The US central bank has raised benchmark borrowing costs by more than five percentage points since March 2022 as part of a global monetary tightening cycle.

“Weaker (economic) data and weaker inflation in the US has given markets hope you are going to start to see rate cuts,” said Peter Doherty, investment management director at Arbuthnot Latham in London.

“But the debate is whether we should be taking profits now,” he added, given the potential for a “re-acceleration of US growth,” after the world’s largest economy confounded recession forecasts throughout 2023.

Despite optimism having surged across global markets this month, there may also be a lull ahead as investors position their portfolios for 2024, some experts said.

“You get the talk of the so-called Santa rally, but often times Santa rally doesn’t really occur in the last two weeks of December,” said Shane Oliver, chief economist at AMP.

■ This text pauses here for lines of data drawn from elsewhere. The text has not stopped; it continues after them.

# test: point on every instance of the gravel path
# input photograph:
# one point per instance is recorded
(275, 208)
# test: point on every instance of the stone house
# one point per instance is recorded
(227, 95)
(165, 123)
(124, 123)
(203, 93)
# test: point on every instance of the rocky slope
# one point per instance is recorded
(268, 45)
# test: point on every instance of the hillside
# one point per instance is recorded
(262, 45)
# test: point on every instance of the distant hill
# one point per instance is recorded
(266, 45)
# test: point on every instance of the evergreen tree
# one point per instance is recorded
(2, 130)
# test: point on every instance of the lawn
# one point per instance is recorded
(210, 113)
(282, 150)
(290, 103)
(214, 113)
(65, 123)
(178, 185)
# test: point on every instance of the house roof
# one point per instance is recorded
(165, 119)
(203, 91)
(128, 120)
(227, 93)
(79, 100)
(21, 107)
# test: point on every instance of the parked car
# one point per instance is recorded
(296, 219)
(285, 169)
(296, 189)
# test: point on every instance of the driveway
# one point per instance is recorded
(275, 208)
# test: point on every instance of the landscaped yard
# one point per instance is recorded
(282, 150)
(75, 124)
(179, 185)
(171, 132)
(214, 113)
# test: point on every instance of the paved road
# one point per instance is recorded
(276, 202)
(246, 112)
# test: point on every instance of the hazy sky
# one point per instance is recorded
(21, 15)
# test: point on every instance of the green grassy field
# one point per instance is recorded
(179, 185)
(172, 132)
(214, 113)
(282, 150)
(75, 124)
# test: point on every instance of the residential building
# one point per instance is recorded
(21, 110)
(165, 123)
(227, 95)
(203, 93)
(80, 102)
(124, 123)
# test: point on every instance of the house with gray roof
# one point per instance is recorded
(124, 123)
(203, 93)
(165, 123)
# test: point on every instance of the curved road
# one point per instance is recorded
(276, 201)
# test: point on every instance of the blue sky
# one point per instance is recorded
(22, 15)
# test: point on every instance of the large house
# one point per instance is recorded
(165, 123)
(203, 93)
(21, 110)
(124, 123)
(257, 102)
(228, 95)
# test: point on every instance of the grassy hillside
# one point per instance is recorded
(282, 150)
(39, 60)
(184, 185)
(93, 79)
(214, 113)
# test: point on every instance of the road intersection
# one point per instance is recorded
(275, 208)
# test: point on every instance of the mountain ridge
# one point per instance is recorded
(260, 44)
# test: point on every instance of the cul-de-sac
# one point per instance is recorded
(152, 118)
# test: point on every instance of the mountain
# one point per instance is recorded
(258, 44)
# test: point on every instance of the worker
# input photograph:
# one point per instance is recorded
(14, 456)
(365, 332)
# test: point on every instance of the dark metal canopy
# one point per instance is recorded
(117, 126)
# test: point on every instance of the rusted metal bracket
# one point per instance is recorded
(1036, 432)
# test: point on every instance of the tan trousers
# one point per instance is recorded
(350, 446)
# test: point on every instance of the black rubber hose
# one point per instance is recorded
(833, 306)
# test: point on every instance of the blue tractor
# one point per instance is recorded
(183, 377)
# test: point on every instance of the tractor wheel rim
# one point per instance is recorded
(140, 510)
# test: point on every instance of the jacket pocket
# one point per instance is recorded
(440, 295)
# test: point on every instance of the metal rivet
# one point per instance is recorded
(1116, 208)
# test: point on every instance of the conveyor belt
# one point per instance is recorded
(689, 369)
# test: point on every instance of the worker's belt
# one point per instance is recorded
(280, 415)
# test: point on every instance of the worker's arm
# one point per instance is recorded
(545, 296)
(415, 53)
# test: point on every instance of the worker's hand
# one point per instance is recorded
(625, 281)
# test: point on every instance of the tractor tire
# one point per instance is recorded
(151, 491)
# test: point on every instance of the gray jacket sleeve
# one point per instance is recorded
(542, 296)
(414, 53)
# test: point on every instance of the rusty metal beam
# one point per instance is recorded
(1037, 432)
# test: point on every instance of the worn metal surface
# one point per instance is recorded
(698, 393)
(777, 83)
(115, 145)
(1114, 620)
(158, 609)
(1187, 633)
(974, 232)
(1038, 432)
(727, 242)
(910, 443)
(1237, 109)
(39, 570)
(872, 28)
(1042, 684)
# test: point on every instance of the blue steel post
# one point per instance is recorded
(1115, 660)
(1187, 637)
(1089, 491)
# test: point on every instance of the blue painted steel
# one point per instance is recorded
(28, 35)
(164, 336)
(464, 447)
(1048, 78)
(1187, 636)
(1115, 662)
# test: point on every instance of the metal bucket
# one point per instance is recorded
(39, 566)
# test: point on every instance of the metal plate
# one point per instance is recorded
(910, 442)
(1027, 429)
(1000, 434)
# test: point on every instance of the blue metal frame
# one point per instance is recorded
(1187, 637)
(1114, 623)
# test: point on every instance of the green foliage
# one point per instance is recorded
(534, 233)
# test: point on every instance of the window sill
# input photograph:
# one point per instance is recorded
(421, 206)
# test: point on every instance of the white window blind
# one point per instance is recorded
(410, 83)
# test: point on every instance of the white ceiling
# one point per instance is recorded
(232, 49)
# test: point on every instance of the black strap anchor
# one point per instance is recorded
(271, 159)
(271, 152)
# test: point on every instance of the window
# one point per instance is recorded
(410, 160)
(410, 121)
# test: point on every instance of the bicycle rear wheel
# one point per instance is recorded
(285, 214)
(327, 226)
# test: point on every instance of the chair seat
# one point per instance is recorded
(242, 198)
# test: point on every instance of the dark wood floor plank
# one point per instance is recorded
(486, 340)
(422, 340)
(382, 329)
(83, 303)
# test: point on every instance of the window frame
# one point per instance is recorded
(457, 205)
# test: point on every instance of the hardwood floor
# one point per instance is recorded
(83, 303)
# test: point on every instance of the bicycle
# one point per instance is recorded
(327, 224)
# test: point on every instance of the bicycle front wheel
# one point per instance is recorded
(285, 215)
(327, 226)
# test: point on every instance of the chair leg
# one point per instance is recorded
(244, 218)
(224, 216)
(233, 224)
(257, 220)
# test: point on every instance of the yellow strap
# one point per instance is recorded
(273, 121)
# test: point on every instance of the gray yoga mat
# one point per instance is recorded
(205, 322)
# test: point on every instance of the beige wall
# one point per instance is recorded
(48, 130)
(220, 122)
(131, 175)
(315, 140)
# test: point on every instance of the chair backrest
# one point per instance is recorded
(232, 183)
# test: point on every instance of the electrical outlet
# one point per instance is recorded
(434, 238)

“So we could have a couple of weeks with the markets sort of just meandering around and lacking direction.”

In Europe, the euro was flat against the dollar at $1.091 as slightly better than expected eurozone factory data was balanced out by data showing the German economy had contracted.

US 10-year Treasury yields, which set the tone for borrowing costs worldwide, were up 7 bps to 4.4841%, still comfortably below the 5% milestone reached last month.

Minutes from the latest Fed policy meeting signalled there would not be more hikes unless progress against taming inflation faltered.

Germany’s 10-year bund yield rose for a third session, to 2.655%, reflecting pushback from ECB officials against speculation they were ready to start thinking about cutting rates.

The dollar index, which measures the US currency against six peers, was on the back foot at 103.71, nearing a three-month low as rate cut bets reduced the appeal of holding dollars.

In the UK, however, where the Bank of England is now viewed as having to keep interest rates at a 15-year high until late next summer, sterling perched near a 2-1/2-month top at $1.2540. Money markets are tipping the Fed to cut by June.

In Asia, Japanese stocks opened for trading after a holiday, with the Nikkei climbing 0.7% to charge back towards a 33-year high hit on Monday.

Data on Friday showed that Japan’s core consumer inflation picked up slightly in October, though by less than expected.

Oil prices were mostly flat after tumbling more than 1% on concerns over a delayed Opec+ meeting. Brent crude futures nudged 0.1% to $81.51 a barrel.

Gold was steady at $1,992 per ounce.